Testing integrated electric vehicle charging and domestic heating strategies for future UK housing

•Detailed simulation model of zero carbon house and EV created.•Strategies to mitigate effects of electrified heating and EV assessed.•Bi-directional EV battery operation and load limited heating was best strategy.•Off peak load shifting of EV and heating proved counterproductive.•Off peak heating adversely affected indoor temperatures.

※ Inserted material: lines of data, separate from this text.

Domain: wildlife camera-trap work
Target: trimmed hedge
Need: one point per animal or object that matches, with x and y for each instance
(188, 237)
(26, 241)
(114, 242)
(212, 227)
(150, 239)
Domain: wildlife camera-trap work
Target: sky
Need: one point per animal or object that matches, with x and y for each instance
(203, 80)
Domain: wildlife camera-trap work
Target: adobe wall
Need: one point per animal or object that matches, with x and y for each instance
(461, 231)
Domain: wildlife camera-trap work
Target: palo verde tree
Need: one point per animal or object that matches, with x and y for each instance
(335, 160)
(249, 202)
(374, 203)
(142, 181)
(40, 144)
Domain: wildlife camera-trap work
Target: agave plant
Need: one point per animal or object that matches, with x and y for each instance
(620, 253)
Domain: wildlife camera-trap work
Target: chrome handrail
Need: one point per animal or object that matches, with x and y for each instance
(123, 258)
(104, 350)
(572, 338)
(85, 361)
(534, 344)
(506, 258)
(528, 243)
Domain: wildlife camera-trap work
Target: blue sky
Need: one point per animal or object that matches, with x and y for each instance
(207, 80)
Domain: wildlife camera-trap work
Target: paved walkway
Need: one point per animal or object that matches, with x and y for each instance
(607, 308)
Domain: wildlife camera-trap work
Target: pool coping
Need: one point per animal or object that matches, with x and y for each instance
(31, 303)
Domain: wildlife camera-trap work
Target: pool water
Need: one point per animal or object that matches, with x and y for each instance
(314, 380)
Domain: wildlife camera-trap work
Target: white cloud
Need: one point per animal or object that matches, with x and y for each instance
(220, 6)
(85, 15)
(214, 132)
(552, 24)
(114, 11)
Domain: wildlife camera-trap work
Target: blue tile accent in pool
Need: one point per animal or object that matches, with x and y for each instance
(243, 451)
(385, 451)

A building simulation tool and electric vehicle (EV) charging algorithm were used to investigate the impact of electrified home heating and EV charging on the electrical demand characteristics of a net-zero-energy UK dwelling. A range of strategies by which EV charging and electrified heating could be controlled in order to minimise peak demands were tested, including off-peak load shifting, fast and slow vehicle charging, demand limited charging and heating, and bi-directional battery operation. These were compared to a base case without electrified heating and EV charging. The results indicate that the most effective operating strategy to minimise the impact of electrification on the mean peak household electrical demand was slow vehicle charging, coupled with off-peak heat pump operation. However, heat pump load shifting had an adverse impact on indoor temperatures. Off-peak-load-shifting of both the vehicle charging and heat pump operation proved counterproductive as this inadvertently synchronised both loads, resulting in high peak demands. The most successful strategy proved to be a combination of bi-directional battery operation, coupled with load controlled charging and heat pump operation—this approach limited average and absolute peak demands and almost eliminated the difference in absolute peak demands seen between fast and slow charging.